D'puis qu'Hitler et ses amis sont venus à Paris
C'est comme je vous le dis, pas très réussi
Nous les Parisiens qui les ont vus débarquer
Ont compris qu'il ne faudrait plus blaguer
Se lever tôt le matin
C'est la France au Turbin
Pas même un morceau de veau
A se mettre dans le boyau (Refrain)
L'entrecôte Bercy, c'est pour les nazis
Les quarante cinq grammes, pour les gars d'Paname
Côte de porc, saucissons et poitrine
C'est fini : adieu la bonne cuisine
L'poulet au cresson, c'est pour les teutons
L'boudin au sang de chat, pour nos grands papas
Quand nous serons libérés de tous ces va-nu-pieds
Ensemble on mangera
Le pâté de foie gras

                                                                On voit qu'il est né dans un restaurant.


  Un autre épisode le raconte bien. Voici la transcription du manuscrit :
" C'est moi Georges Picard né le 24 janvier 1899 Qui le premier a crier (sic) DEBOUT.LES. MORTS " En 1915 j'ai 16 ans. Trop jeune pour penser à être soldat, je travaille au Gaz de Paris, 309 avenue du Président Wilson. Mes parents sont restaurateurs au 311. Deux de mes frères sont déjà partis (Maurice et Edmond. NDA) pour défendre la patrie. Moi je "suis un gosse de banlieue. Le vélo est mon rêve. Aussi tous les dimanches l'après-midi on peut me voir au parc des Princes. Ce jour là je suis avec mes trois amis de mon âge, Métélas - Byrb - Carlet, nous prenons place dans les tribunes qui sont pleines à craquer, voir une arrivée. Au coup de cloche les hommes bondirent sur cette ligne, mais moi dans mon âme je vois non des coureurs sur l'arrivée mais des Prussiens et ne voyant personne pour arrêter cette lancée, je me suis levé et de mon banc j'ai crié de toutes mes forces : "DEBOUT. LES. MORTS " Je peux certifier que toute la tribune s'est levée, peut-être trois mille personnes, la ligne était passée et ne craignant plus le danger, j'ai crié : " ASSIS LES MORTS " Et toute la tribune reprit sa place. Et c'est pourquoi je certifie que le premier civil qui a crié DEBOUT LES MORTS, c'est moi. " Un journal de sport au nom de Sporting fit ce jour-là un très bel article. C'était au "débutt de 1915. Ce cri fut reproduit sur le front en 1916 par un officier Français à qui tous les honneurs furent rendus. Je certifie avoir dit la vérité et mis mon honneur sur mon engagement volontaire Guerre 14/18."
La feuille est signée en bas à gauche : Picard G


La très belle façade de l'ancienne C.P.D.E, en terre cuite.
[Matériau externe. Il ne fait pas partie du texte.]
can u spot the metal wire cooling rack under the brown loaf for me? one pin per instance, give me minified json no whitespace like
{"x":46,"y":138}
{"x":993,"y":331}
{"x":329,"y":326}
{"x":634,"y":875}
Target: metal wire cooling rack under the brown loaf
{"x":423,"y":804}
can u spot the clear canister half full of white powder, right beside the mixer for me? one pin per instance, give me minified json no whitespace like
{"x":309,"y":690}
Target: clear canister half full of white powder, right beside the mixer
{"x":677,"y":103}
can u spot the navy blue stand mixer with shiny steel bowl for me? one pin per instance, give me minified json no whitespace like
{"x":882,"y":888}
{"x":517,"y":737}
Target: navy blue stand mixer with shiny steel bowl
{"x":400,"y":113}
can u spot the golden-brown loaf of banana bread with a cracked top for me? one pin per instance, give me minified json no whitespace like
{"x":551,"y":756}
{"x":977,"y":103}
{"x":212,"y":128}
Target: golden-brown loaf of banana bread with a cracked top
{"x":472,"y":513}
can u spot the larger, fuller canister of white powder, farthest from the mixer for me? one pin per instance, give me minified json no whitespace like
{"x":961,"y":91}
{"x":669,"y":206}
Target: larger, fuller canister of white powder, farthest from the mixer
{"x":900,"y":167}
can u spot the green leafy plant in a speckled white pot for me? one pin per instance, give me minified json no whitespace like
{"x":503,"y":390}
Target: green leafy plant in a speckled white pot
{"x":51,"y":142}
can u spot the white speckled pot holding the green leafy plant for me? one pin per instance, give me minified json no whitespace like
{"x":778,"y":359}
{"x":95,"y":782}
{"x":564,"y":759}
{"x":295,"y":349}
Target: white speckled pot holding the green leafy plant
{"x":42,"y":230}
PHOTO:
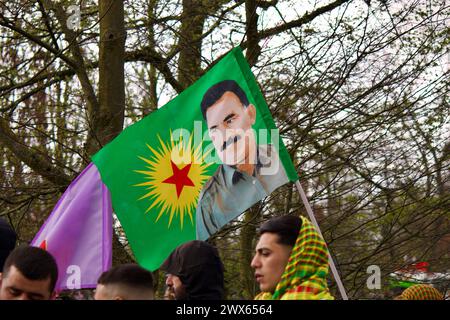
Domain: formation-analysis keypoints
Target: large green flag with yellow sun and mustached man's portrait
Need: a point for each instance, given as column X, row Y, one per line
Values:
column 195, row 164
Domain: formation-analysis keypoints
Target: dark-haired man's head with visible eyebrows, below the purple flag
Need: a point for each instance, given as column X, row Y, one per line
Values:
column 29, row 273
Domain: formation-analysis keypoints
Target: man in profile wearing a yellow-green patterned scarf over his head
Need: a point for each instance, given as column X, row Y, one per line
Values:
column 291, row 261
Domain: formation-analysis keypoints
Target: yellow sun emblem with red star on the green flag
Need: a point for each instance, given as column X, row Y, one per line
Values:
column 175, row 174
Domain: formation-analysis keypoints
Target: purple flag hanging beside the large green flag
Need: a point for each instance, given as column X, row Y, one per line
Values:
column 78, row 232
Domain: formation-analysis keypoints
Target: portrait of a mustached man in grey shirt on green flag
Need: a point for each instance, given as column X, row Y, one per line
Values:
column 249, row 171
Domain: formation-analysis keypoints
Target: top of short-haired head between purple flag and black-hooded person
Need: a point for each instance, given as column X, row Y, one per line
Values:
column 125, row 282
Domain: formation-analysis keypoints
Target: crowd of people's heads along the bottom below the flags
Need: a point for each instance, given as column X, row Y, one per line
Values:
column 290, row 263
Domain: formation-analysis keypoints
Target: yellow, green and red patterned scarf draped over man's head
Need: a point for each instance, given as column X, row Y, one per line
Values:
column 305, row 276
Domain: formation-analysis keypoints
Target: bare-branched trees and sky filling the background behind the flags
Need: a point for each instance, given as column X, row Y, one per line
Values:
column 358, row 89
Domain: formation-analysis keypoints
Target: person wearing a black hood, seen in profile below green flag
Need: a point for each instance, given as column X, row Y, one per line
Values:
column 195, row 272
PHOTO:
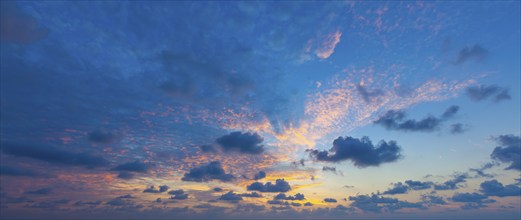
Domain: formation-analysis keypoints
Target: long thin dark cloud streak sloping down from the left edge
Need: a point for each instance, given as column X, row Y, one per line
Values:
column 53, row 155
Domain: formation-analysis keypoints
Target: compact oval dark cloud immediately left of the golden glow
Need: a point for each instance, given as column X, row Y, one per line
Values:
column 242, row 142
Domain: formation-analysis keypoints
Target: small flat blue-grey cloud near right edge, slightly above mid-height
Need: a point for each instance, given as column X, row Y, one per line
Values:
column 483, row 92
    Comme il étudie sérieusement, il peut prétendre au poste. En 1923, entre dans l'entreprise. Avant son mariage, Agnès travaillait dans une usine à la Courneuve, avec sa soeur Ada. Elle continue pendant sa grossesse, puis s'interrompt pour accoucher. Une fois la petite Simone née, le 10 mai 1920, Georges prévient qu'il ne veut plus d'enfant. Malheureusement, pour cela, il faudrait qu'il "se retire", comme on dit avec élégance. Cela ne doit pas lui venir à l'idée puisqu'au début juillet 1922, Agnes comprend avec angoisse qu'elle est enceinte. Elle a 23 ans.

Georges tient de son père et de son époque. Dès qu'il apprend la nouvelle, il se fâche, l'insulte et la frappe. Elle tente de se défendre mais doit fuir chez sa mère.
Teresa n'aime certes pas Georges, mais que peut-elle faire, sinon consoler sa fille ? Pépino est un des rares hommes de cette époque à n'avoir jamais levé la main sur sa femme, ni sur aucune de ses filles. L'acte est assez incompréhensible pour lui. Il décide d'aller parler à Georges, ce qui n'est pas facile : il n'a jamais réussi à apprendre la langue française. Il s'en tient à un charabia certes pittoresque mais peu compréhensible. Georges, heureusement, est plutôt croyant. La perspective de devoir faire avorter sa femme lui fait peur. De toutes manières, Agnès n'aurait jamais accepté. Elle aurait sûrement préféré quitter son mari. L'affaire s'arrange. La jeune femme revient. Elle accouche le 6 mars 1923 d'un garçon qu'on appelle Robert et qui, déjà à la naissance est deux fois plus grand que tous les autres. Georges l'ignore totalement. Il ne le voulait pas. Il ne le regardera pas. Et l'appellera comme le chien : Toby.